Whenever possible, you should observe the puppy’s mother and father. Are they friendly and sociable around kids? Granted temperament is also influenced by environment, but at least some of a puppy’s disposition is inherited, which is why it pays to see what mom and dad are like.
As a huge proponent of rescues; it is very possible that you can adopt a wonderful dog who turns out to be a fabulous companion for your children. Getting a puppy at 8 to 10 weeks of age enables you to create the experiences that will shape his personality. Although puppyhood can be trying, getting a young dog is the best way to ensure (as much as anyone can ensure behavior) that his personality develops into the child-loving, good-natured companion you desire.
Remember that a dog’s breed is not a guarantee of the dog’s behavior. Whether you get a puppy or an older dog, it is important to observe his or her behavior prior to adoption or purchase. Is the dog fearful or skittish? Is the dog comfortable being handled? Is he/she friendly without being insanely rambunctious? You are looking for a dog who is very comfortable around people. One who is not fazed by sudden movements and being touched or hugged. Basically, you need a dog who will not react negatively to the types of behavior the average small child will engage in with "his/her" doggie.
Here is a very short list (by no means complete) of some excellent breeds for small children.
Labs are wonderful, friendly dogs. They are usually eager to please and tolerant of the handling little tykes so often dole out. They are sturdy, too, which is important with small kids. You will need to train the dog so he/she learns to be gentle and not knock the kids over out of sheer joy and exuberance.
They are very similar to Labs, although in my experience sometimes a bit calmer. They do shed a bit more than Labs..
I will admit to being a bit biased on the topic of Bassets. I have “been owned” by them for the past few decades. That said, my preference is based on experience. Bassets are often islands of calm, which is nice when the kids are bouncing off the walls. They tolerate the roughest treatment with a shrug and tail wag, and are goofy, friendly, wonderful dogs. A downside is they sometimes have a pretty distinctive hound smell, which is not for everyone. Still, these are amazing kid-friendly dogs. One other thing; they can get bigger than a lot of people realize. Males can weigh 85-plus pounds, making them a handful.
Strange choice? Not really. These gentle giants are great kid dogs; calm, loving and infinitely tolerant. The only things to understand about the breed are 1) They often don't live very long, 8 to 11 years; and 2) they shed—and drool. Plus, well, they are huge, which poses its own challenges. Still, if you are looking for a lot of dog who is great with kids, this can be a very wise choice.

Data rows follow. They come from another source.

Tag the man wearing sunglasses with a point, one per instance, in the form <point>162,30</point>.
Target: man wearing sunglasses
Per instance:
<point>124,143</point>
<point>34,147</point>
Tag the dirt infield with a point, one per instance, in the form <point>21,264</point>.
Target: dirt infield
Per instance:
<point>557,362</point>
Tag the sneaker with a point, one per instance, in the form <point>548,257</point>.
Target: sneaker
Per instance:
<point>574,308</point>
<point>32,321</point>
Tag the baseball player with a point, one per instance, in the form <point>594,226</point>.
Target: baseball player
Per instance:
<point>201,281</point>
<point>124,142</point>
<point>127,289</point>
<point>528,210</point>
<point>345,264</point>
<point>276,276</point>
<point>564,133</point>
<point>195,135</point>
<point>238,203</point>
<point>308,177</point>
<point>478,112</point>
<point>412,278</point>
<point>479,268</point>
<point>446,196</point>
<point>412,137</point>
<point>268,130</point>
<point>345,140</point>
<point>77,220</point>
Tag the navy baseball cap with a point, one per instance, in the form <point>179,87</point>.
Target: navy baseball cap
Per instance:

This is a good pick for children or parents with allergies. Poodles are highly intelligent and friendly, have good temperaments and are good with children. Standard poodles are sturdy dogs who can withstand a fair amount of rough kiddie treatment. I have always liked this breed and over the years have seen numerous families with these dogs.

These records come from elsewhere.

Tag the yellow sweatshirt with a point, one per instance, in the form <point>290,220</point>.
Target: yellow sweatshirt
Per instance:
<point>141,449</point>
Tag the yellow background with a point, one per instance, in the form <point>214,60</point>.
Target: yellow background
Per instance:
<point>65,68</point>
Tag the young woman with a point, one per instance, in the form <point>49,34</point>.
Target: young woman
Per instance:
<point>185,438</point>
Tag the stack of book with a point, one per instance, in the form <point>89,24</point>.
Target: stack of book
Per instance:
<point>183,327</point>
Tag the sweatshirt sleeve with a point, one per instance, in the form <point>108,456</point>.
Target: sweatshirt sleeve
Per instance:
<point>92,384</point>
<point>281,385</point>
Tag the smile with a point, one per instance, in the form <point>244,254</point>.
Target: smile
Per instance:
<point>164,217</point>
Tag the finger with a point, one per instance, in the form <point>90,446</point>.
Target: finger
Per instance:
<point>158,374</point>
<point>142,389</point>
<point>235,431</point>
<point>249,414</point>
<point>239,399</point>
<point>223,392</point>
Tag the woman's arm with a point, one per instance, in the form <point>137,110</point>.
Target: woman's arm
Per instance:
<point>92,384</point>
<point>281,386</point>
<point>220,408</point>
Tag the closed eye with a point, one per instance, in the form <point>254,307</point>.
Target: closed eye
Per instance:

You will notice I did not pick any smaller breeds—Bichon Frise, Cocker Spaniels, etc. In my experience, the average one- to four-year- old child is, by his/her very nature too rough for smaller breeds. Better to choose a larger dog who can deal with small children’s normal behavior than delude yourself into thinking you will be able to monitor their interaction and thus keep everyone safe. Remember there is risk for the dog as well as the child.